Vittorio Sella

Autoritratto a 30 anni

 

 

 

 

 

 

 

 

 

 

Vittorio Sella

Date of birth: 1859-08-28

Died: 1943-08-12

Place of birth: Biella

Died: Biella

Related archive: SELLA, VITTORIO

Vittorio Sella was born in Biella on 28 August 1859 of Giuseppe Venanzio and Clementina Mosca Riatel.

He learnt the rudiments of photography from his father, a textile entrepreneur, photography expert and author of Il plico del fotografo, the first theoretical and practical treatise on photography. On his father’s death in 1876, he became friends with photographer Vittorio Besso who gave him a camera measuring 30×36 cm, which he used for his first circular panorama of the Alps taken from the summit of Mount Mars in 1879. From then on Vittorio Sella linked photography with a love of mountains that he had inherited from his uncle Quintino who, as well as scientist and statesman, was a mountaineer and founder of the CAI (Italian Alpine Club) in 1863.

Vittorio Sella was also noted for his exploits in winter mountaineering, and achieved several “firsts”: he is regarded as a pioneer in photography at altitude and his pictures document his many travels.

In 1888 he explored the slopes and peak of Etna, his first contact with new landscapes, and a sort of preparation for what was to be, the following year, his first trip outside Europe, to the Caucasus. From 1889 to 1909, Vittorio Sella explored the mountainous regions of four continents.
After his first expedition to Central Caucasus in 1889, two others followed in 1890 and 1896. The documentation he brought back and the scientific data obtained from these last trips earned him the Cross of the Knight of the Order of Saint Anna – conferred on him by Tsar Nicholas II – and the Murchison prize from the Royal Geographical Society of London. On his return from his final expedition to the Caucasus he received an invitation from His Royal Highness Luigi Amedeo of Savoy, Duke of the Abruzzi, to take part – as official photographer – in an expedition to Alaska in 1897, culminating in the first ascent of  Mount Saint Elia.
In 1899 he documented the exploratory expedition to Sikkim and, led by the English mountaineer Douglas W. Freshfield, completed the circuit of the Kangchenjunga Massif.
Vittorio Sella went on two further trips led by the Duke of the Abruzzi, the first to Ruwenzori in 1906, conquering the summit of the mountain of the same name, the second  to Karakorum, making the first ascent of the Chogolisa up to 7,498 metres.

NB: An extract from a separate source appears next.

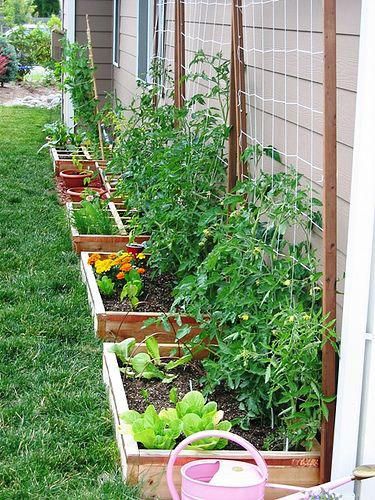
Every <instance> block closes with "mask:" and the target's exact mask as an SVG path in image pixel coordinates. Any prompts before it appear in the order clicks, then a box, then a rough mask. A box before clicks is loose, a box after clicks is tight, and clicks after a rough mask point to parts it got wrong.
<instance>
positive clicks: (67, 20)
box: [63, 0, 76, 127]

In his photographic work he used a range of techniques, including wet and dry collodion   and by 1881, he was using plates with gelatin bromide plates of 24×30 cm, which he adopted in 1882 to take a circular panorama in eleven plates of the summit of the Matterhorn. From 1882 to 1893 he used the same plates but measuring 30×40 cm and he documented both sides of the Alps.

In the Thirties he focused on the reprinting and reinterpretation of his negatives in order to obtain effects of greater aesthetic impact, using a process called “tone on tone”, which he perfected himself.

Vittorio Sella displayed his pictures at national and international exhibitions, and received   numerous prizes and acknowledgements between 1884 and 1923.

As well as the photographs he took in the mountains and on his various expeditions there are photographs on a variety of subjects – including many of his family life – a detailed   reportage on Sardinia and another on a trip to Morocco.

Besides his photographic work, Sella briefly managed the dyeing department of the Maurizio Sella Wool Mill and in 1902, with his brother Erminio and his cousin Edgardo Mosca, he founded the “Sella & Mosca” winery in Sardinia.

He was appointed chairman of the Board of Superintendence of the “Gaudenzio Sella & C.” bank which he co-founded in 1886.

Inside what is today the location of the Vittorio Sella Museum, situated beside the monastery of San Gerolamo, his photography laboratory can still be seen with the solar enlarger he used until his death in Biella in 1943.